L’impossible troisième voie

            L’engouement des compositeurs américains pour le nouveau jazz symphonique, que l’on surnommait aussi « highbrow jazz » (jazz intellectuel), donna naissance à quelques belles réussites comme A Jazz Symphony (1925) de George Antheil (1900-1959), ou Skyscrapers (1926) de John Alden Carpenter (1876-1951), sous-titré « un ballet de la vie moderne américaine ». Cependant, l’intérêt des compositeurs pour le jazz diminua rapidement et ne se prolongea guère au-delà des années 1920. En dépit des idées reçues, le mariage du jazz et de la musique savante ne parvint pas à faire naître un genre représentatif d’une nouvelle musique moderne américaine. Les musiciens qui, durant cette période, incarnaient l’aile la plus radicale de l’avant-garde musicale, n’accordèrent d’ailleurs que peu de crédit à ce phénomène d’hybridation. Ils considéraient avec suspicion son pouvoir de séduction sur le public américain qu’ils voyaient comme la preuve d’un art préférant la facilité et la légèreté au sérieux et à la force des concepts.

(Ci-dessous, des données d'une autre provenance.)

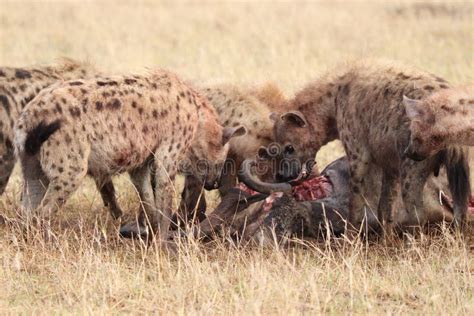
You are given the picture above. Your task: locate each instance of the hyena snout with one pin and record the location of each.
(412, 153)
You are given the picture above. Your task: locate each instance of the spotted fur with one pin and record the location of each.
(236, 106)
(106, 126)
(361, 104)
(18, 86)
(443, 119)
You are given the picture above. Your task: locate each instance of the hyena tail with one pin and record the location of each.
(31, 141)
(456, 161)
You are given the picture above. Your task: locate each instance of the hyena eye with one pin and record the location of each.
(417, 140)
(289, 149)
(436, 139)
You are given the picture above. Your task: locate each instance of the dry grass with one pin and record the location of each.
(90, 270)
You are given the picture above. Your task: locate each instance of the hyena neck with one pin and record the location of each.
(318, 104)
(462, 130)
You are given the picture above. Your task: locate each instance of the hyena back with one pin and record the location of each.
(18, 86)
(443, 119)
(361, 104)
(106, 126)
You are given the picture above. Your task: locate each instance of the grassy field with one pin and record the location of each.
(89, 270)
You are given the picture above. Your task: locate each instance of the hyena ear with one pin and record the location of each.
(412, 107)
(230, 132)
(295, 117)
(263, 153)
(274, 116)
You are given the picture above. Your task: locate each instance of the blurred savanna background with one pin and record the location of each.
(89, 269)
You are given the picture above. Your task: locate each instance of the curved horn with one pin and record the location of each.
(250, 180)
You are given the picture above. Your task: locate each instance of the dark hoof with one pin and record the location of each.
(134, 230)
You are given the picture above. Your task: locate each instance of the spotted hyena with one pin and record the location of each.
(105, 126)
(18, 86)
(362, 105)
(236, 106)
(441, 120)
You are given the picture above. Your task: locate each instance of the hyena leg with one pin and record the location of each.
(107, 191)
(413, 179)
(229, 175)
(35, 183)
(141, 179)
(164, 177)
(358, 169)
(387, 196)
(193, 201)
(7, 162)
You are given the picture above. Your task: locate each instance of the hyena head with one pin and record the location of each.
(210, 147)
(296, 143)
(426, 138)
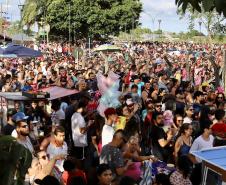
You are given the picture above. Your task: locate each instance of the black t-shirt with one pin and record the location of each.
(8, 129)
(158, 133)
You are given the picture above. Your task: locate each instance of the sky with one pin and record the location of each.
(152, 10)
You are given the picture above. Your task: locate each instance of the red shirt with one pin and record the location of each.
(219, 129)
(67, 176)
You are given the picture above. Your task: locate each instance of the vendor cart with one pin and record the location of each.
(10, 99)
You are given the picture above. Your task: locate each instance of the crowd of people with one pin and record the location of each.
(150, 103)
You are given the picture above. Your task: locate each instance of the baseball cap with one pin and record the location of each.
(11, 112)
(19, 116)
(109, 111)
(48, 180)
(129, 102)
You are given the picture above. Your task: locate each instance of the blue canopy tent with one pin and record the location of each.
(14, 51)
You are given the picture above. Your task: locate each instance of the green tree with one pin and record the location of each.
(209, 19)
(88, 18)
(203, 5)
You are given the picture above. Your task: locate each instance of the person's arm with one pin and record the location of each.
(194, 147)
(163, 142)
(45, 144)
(121, 170)
(177, 147)
(49, 167)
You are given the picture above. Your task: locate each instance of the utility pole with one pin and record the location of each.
(200, 26)
(69, 36)
(20, 6)
(159, 23)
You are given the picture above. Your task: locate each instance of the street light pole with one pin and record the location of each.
(20, 6)
(69, 27)
(159, 23)
(200, 26)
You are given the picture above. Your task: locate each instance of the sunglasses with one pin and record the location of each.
(44, 157)
(24, 126)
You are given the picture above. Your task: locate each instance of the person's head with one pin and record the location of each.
(184, 165)
(111, 114)
(47, 181)
(77, 180)
(59, 134)
(125, 111)
(178, 120)
(157, 118)
(119, 138)
(69, 165)
(198, 96)
(189, 110)
(104, 174)
(56, 105)
(149, 104)
(127, 181)
(158, 106)
(80, 106)
(10, 113)
(43, 158)
(134, 89)
(219, 114)
(22, 127)
(34, 104)
(220, 97)
(162, 179)
(92, 76)
(206, 128)
(186, 129)
(133, 143)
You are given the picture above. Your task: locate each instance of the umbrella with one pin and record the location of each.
(107, 47)
(13, 51)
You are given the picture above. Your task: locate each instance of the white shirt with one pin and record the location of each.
(53, 151)
(27, 144)
(57, 116)
(78, 122)
(187, 120)
(200, 144)
(107, 134)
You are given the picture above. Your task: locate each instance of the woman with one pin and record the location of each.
(42, 166)
(104, 174)
(184, 141)
(181, 175)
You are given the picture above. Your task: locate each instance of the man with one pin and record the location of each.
(108, 131)
(146, 91)
(162, 81)
(92, 82)
(8, 129)
(22, 130)
(160, 140)
(189, 110)
(135, 96)
(204, 141)
(79, 128)
(198, 101)
(112, 155)
(58, 146)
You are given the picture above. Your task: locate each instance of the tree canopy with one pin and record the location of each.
(208, 5)
(87, 18)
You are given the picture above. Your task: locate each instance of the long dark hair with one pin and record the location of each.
(184, 127)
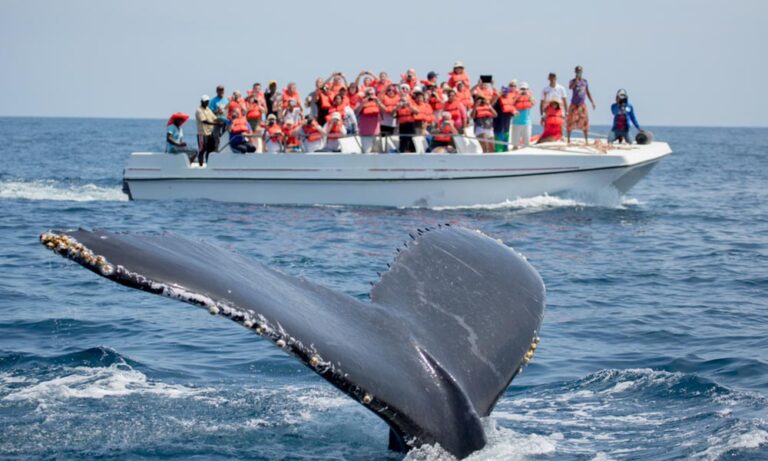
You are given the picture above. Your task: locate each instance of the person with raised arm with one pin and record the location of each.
(578, 116)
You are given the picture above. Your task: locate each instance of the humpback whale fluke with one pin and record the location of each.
(448, 327)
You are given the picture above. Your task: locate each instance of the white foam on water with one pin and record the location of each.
(539, 202)
(98, 383)
(55, 191)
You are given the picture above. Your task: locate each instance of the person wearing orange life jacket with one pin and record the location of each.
(291, 143)
(405, 119)
(442, 135)
(483, 114)
(273, 135)
(458, 75)
(313, 135)
(505, 107)
(334, 129)
(290, 93)
(390, 99)
(521, 124)
(368, 118)
(457, 110)
(553, 122)
(424, 115)
(240, 134)
(464, 95)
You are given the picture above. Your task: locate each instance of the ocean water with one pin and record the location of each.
(654, 342)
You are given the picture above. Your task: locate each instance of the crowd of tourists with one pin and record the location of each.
(373, 106)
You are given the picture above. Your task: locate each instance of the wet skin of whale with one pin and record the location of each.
(448, 327)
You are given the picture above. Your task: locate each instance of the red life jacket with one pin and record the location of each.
(425, 112)
(454, 79)
(324, 101)
(254, 110)
(483, 111)
(445, 130)
(523, 102)
(291, 139)
(507, 103)
(370, 108)
(240, 125)
(553, 116)
(274, 133)
(311, 132)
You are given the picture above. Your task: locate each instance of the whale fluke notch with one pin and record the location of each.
(448, 327)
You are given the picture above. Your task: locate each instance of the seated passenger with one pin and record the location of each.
(312, 133)
(174, 136)
(442, 139)
(240, 133)
(483, 114)
(334, 130)
(368, 118)
(273, 135)
(553, 122)
(623, 113)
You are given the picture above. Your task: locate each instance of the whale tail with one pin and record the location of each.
(447, 329)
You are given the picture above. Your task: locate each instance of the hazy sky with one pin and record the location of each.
(684, 62)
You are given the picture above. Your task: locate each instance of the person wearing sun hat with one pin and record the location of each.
(458, 75)
(174, 136)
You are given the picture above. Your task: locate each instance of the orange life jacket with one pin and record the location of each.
(454, 79)
(286, 97)
(370, 108)
(553, 116)
(254, 110)
(240, 125)
(274, 133)
(523, 102)
(390, 102)
(311, 132)
(445, 130)
(404, 114)
(483, 111)
(323, 100)
(425, 113)
(508, 103)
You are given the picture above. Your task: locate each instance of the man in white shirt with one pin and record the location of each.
(554, 91)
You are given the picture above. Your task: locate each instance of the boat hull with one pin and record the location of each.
(389, 180)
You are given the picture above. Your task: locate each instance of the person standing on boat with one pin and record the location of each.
(483, 114)
(219, 104)
(368, 114)
(174, 136)
(206, 122)
(623, 114)
(521, 123)
(405, 122)
(552, 91)
(553, 122)
(578, 117)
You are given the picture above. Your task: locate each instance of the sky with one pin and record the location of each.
(683, 62)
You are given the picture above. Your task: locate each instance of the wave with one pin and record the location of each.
(56, 191)
(545, 202)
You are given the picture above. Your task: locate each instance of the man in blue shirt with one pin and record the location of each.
(623, 114)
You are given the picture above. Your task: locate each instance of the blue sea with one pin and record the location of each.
(654, 342)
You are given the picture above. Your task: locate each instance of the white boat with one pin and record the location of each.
(396, 180)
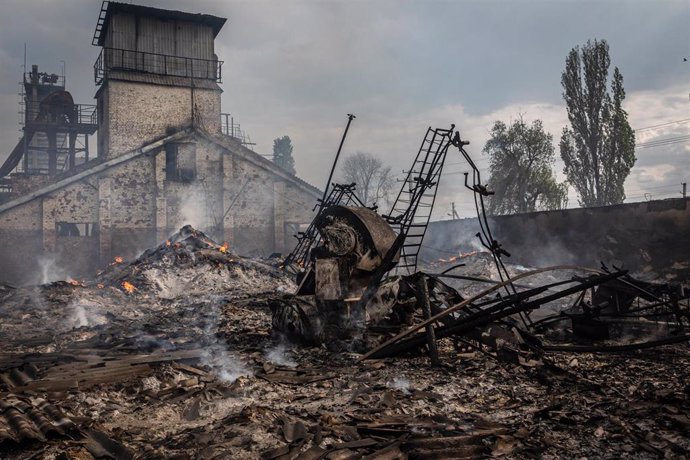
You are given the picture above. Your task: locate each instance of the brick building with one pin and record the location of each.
(163, 159)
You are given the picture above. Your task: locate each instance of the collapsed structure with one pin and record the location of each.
(164, 156)
(189, 350)
(342, 259)
(181, 352)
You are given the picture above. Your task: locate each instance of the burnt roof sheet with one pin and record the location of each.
(215, 22)
(26, 419)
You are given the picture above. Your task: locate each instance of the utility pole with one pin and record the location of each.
(454, 213)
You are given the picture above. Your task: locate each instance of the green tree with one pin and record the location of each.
(282, 154)
(598, 148)
(520, 159)
(374, 180)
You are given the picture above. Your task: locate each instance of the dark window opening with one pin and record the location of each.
(180, 162)
(76, 229)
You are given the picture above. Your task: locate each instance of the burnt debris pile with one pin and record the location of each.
(350, 347)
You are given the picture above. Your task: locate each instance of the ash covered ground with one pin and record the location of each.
(172, 356)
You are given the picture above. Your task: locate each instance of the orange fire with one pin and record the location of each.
(128, 287)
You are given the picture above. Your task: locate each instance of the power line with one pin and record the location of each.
(684, 120)
(667, 141)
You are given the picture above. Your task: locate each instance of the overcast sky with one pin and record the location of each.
(298, 67)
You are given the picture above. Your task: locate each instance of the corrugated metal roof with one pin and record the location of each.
(167, 80)
(216, 23)
(30, 419)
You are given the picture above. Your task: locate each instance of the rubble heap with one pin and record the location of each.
(186, 365)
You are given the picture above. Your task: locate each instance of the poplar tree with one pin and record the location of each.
(598, 148)
(520, 159)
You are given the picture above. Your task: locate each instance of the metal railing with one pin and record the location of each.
(154, 63)
(61, 114)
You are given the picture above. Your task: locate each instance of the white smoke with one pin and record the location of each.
(216, 355)
(85, 314)
(280, 355)
(50, 271)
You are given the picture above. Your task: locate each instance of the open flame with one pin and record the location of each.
(128, 287)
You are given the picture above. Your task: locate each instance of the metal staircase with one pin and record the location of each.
(99, 24)
(412, 209)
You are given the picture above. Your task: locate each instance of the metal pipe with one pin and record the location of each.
(350, 117)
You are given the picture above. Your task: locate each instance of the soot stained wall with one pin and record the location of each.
(647, 237)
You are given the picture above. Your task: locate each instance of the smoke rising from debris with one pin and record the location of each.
(216, 354)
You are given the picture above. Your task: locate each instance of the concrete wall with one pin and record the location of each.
(136, 207)
(643, 237)
(132, 113)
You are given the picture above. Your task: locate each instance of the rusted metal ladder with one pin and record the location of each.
(412, 209)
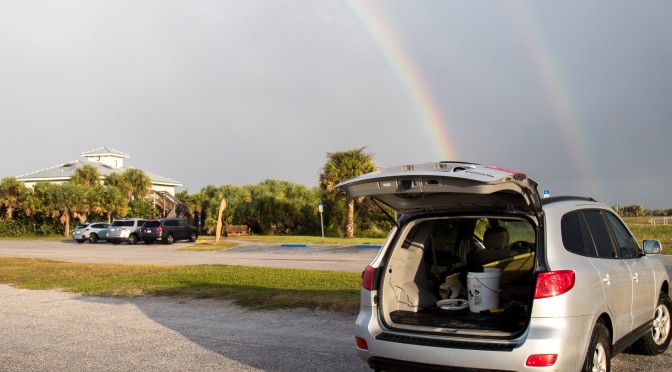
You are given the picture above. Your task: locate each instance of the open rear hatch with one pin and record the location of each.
(468, 234)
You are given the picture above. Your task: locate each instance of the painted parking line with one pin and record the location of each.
(368, 246)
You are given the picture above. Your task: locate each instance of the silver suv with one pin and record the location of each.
(126, 230)
(480, 272)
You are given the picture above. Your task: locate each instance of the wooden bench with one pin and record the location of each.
(237, 230)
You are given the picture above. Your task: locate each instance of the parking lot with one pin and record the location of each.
(52, 330)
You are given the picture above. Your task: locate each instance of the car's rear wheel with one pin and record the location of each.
(598, 358)
(658, 339)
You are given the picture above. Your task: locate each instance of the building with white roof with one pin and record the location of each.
(106, 160)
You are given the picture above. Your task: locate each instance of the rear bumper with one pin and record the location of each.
(153, 237)
(566, 337)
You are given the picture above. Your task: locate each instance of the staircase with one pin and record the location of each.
(168, 205)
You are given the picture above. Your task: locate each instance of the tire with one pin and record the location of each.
(598, 357)
(658, 339)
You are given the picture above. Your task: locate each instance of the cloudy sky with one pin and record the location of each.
(577, 94)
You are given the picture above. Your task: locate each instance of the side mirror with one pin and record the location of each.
(652, 247)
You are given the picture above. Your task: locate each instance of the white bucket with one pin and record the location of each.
(483, 289)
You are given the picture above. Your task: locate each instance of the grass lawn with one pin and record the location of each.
(296, 239)
(642, 229)
(254, 287)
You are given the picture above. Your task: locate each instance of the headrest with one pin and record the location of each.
(496, 238)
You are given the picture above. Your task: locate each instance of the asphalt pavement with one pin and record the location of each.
(57, 331)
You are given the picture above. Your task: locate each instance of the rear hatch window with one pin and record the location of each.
(122, 223)
(152, 224)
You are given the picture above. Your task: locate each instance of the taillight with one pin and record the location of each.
(367, 278)
(541, 360)
(554, 283)
(361, 343)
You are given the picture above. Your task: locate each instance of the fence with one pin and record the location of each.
(659, 221)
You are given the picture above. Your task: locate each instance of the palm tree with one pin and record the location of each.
(342, 166)
(86, 176)
(109, 200)
(66, 201)
(138, 183)
(12, 194)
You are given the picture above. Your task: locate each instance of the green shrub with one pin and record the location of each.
(13, 229)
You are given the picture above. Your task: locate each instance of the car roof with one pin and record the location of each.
(447, 186)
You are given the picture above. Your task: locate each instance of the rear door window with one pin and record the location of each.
(627, 246)
(152, 224)
(599, 233)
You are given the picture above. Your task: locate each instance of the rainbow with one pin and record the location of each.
(408, 76)
(564, 108)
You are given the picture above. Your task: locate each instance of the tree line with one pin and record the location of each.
(270, 207)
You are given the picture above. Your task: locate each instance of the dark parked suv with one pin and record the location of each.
(167, 230)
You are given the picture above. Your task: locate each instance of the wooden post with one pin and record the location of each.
(218, 232)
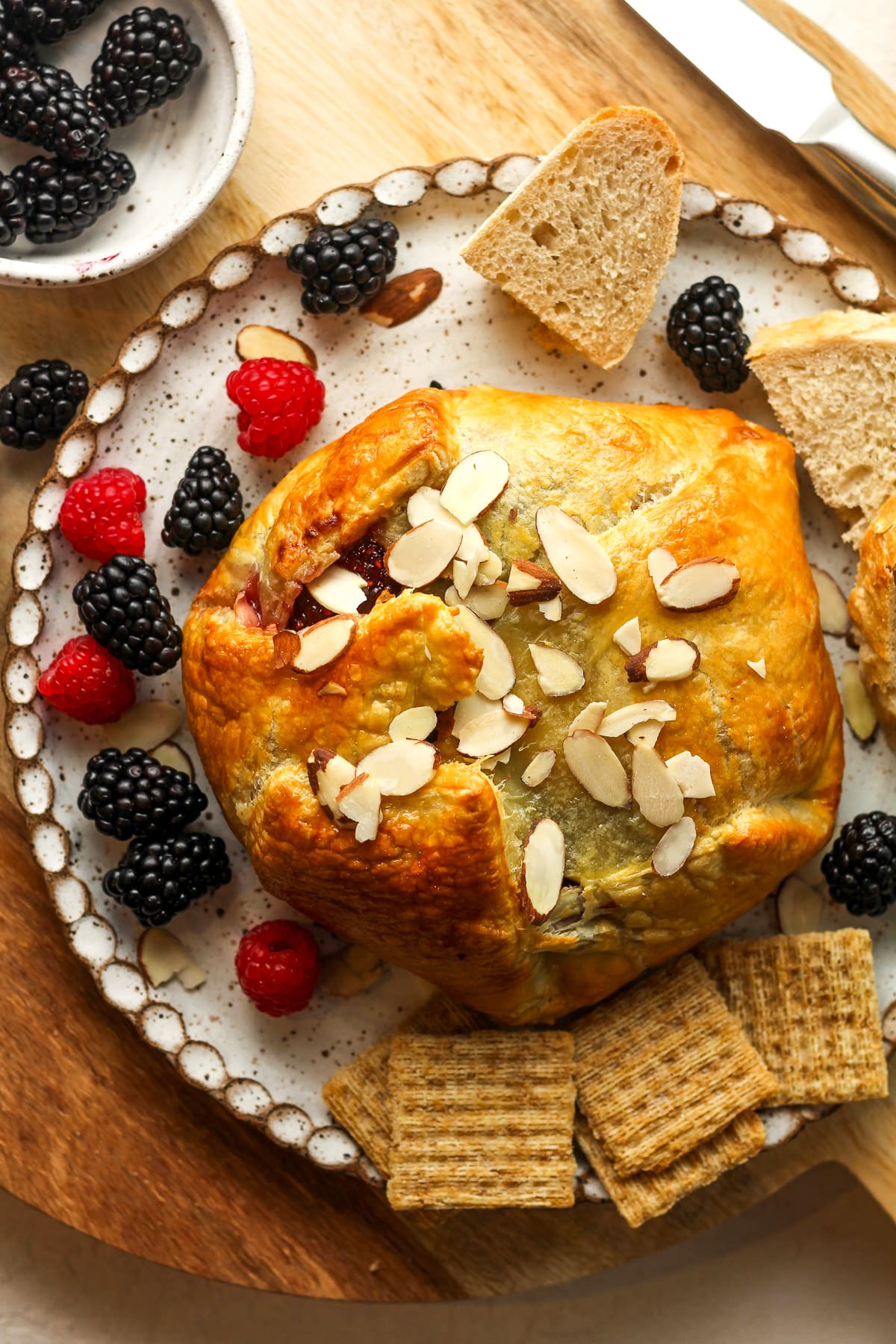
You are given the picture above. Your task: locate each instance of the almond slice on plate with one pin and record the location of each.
(629, 636)
(832, 604)
(401, 768)
(361, 803)
(859, 710)
(675, 848)
(559, 673)
(497, 673)
(615, 725)
(665, 660)
(598, 769)
(655, 789)
(543, 865)
(327, 774)
(420, 556)
(576, 557)
(700, 585)
(539, 769)
(660, 564)
(692, 774)
(339, 591)
(474, 484)
(415, 724)
(531, 582)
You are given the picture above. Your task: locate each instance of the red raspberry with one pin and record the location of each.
(87, 683)
(101, 514)
(277, 967)
(279, 399)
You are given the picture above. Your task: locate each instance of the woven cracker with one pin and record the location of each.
(482, 1121)
(810, 1007)
(662, 1068)
(650, 1194)
(358, 1095)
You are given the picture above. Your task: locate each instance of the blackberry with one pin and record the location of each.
(147, 58)
(63, 199)
(129, 793)
(340, 268)
(49, 20)
(704, 331)
(207, 507)
(13, 210)
(121, 606)
(45, 107)
(860, 868)
(160, 878)
(364, 558)
(40, 402)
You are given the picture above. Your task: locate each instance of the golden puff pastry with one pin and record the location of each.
(440, 887)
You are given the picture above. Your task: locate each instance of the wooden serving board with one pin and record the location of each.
(96, 1129)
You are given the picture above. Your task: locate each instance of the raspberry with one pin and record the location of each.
(101, 514)
(87, 683)
(279, 402)
(277, 967)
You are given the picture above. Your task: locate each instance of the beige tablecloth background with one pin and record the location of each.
(815, 1263)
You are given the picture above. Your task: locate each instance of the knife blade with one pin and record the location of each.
(785, 89)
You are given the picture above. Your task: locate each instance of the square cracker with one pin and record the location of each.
(482, 1121)
(358, 1095)
(652, 1194)
(662, 1068)
(810, 1007)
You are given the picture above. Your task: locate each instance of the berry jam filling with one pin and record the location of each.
(366, 558)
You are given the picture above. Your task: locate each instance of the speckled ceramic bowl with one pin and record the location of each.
(164, 396)
(183, 152)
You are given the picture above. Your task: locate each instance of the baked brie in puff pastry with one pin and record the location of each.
(524, 694)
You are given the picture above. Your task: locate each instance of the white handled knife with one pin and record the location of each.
(781, 87)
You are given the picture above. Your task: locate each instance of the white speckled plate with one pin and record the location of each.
(166, 396)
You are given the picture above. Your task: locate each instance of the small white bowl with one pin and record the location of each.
(183, 152)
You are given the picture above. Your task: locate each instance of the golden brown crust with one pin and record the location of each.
(437, 890)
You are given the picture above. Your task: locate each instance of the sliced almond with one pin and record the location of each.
(543, 865)
(615, 725)
(859, 710)
(539, 769)
(414, 725)
(665, 660)
(655, 789)
(529, 582)
(497, 673)
(559, 673)
(629, 636)
(339, 591)
(662, 564)
(832, 604)
(169, 754)
(359, 801)
(474, 484)
(598, 769)
(692, 774)
(272, 343)
(700, 585)
(328, 773)
(420, 556)
(578, 558)
(675, 848)
(147, 725)
(161, 956)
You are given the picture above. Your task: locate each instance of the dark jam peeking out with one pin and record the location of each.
(364, 558)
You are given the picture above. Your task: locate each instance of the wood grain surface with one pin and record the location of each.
(96, 1128)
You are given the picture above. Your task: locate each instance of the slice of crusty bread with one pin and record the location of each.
(585, 240)
(832, 383)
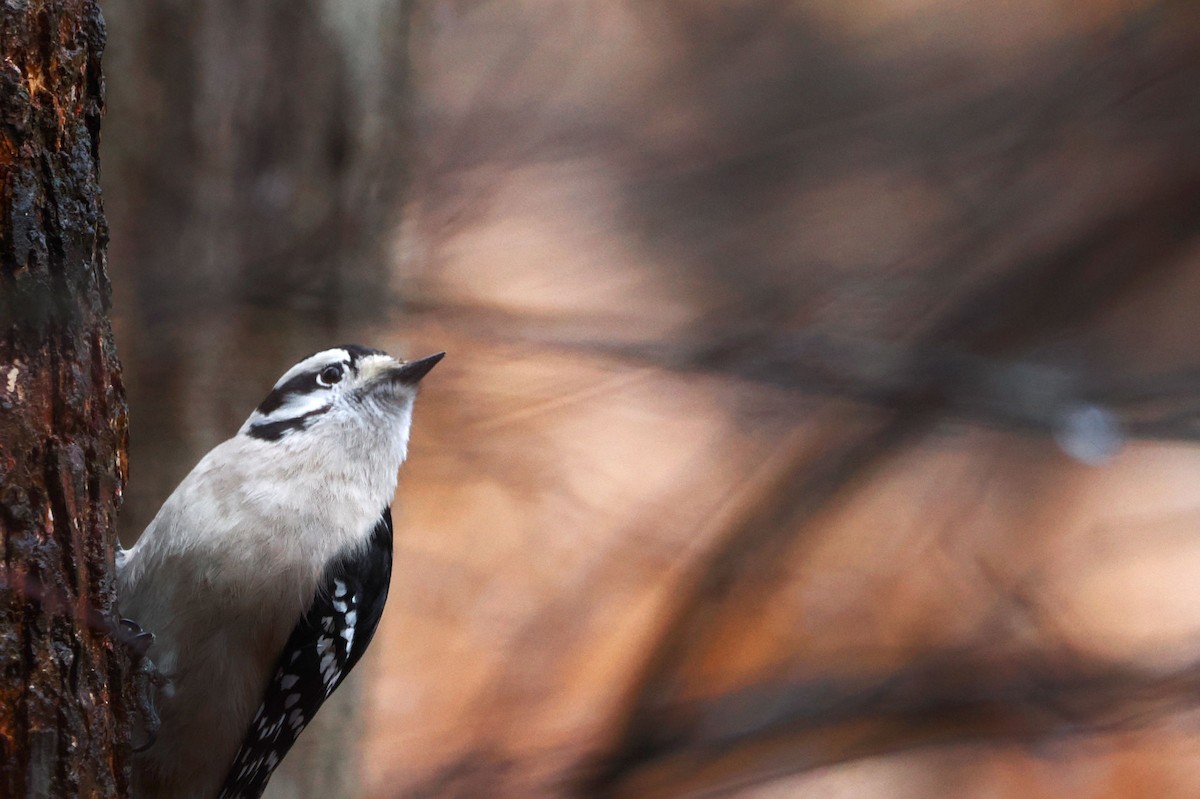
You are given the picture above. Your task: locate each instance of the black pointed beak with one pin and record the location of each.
(411, 373)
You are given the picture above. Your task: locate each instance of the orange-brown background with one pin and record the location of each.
(684, 257)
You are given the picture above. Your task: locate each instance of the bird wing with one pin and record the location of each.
(323, 648)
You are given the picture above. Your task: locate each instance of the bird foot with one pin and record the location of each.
(147, 679)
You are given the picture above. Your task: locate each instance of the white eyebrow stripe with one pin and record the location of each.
(313, 364)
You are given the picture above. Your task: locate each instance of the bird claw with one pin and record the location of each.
(147, 678)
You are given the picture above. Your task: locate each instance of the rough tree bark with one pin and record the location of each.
(63, 415)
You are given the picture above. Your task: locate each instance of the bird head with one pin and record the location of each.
(343, 386)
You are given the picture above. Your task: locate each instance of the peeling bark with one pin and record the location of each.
(63, 415)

            Quelques décennies plus tard, alors que la musique sérielle venue d’Europe séduisait de plus en plus de compositeurs modernistes américains et que, parallèlement, les musiciens de jazz écoutaient avec intérêt les expériences sonores de la musique dite « contemporaine », la fusion du jazz et de la musique savante se posa à nouveau. Le compositeur et chef d’orchestre Gunter Schuller (1925-2015) tenta de créer une nouvelle voie. Mais ce troisième courant (Third Stream) était sans doute trop artificiel pour pouvoir susciter une adhésion générale. La solution passa non pas par un mariage de raison entre le jazz et la musique savante, mais par une cohabitation apaisée entre ces deux genres indépendants qui allaient continuer tout naturellement à s’influencer mutuellement. Leonard Bernstein (1918-1990) apporta une contribution importante à cette évolution. Doté d’une exceptionnelle connaissance aussi bien de la musique classique que du jazz et de la musique de Broadway, cet admirateur de Gershwin et disciple de Copland composa aussi bien des œuvres « savantes » comme ses Symphonies n° 1 « Jeremiah » (1942-43), n° 2 « L’Âge de l’anxiété » (1947-49) et n° 3 « Kaddish », que des œuvres populaires comme sa célébrissime comédie musicale West Side Story (1957), inspirée de Roméo et Juliette de Shakespeare et où l’influence du jazz est manifeste.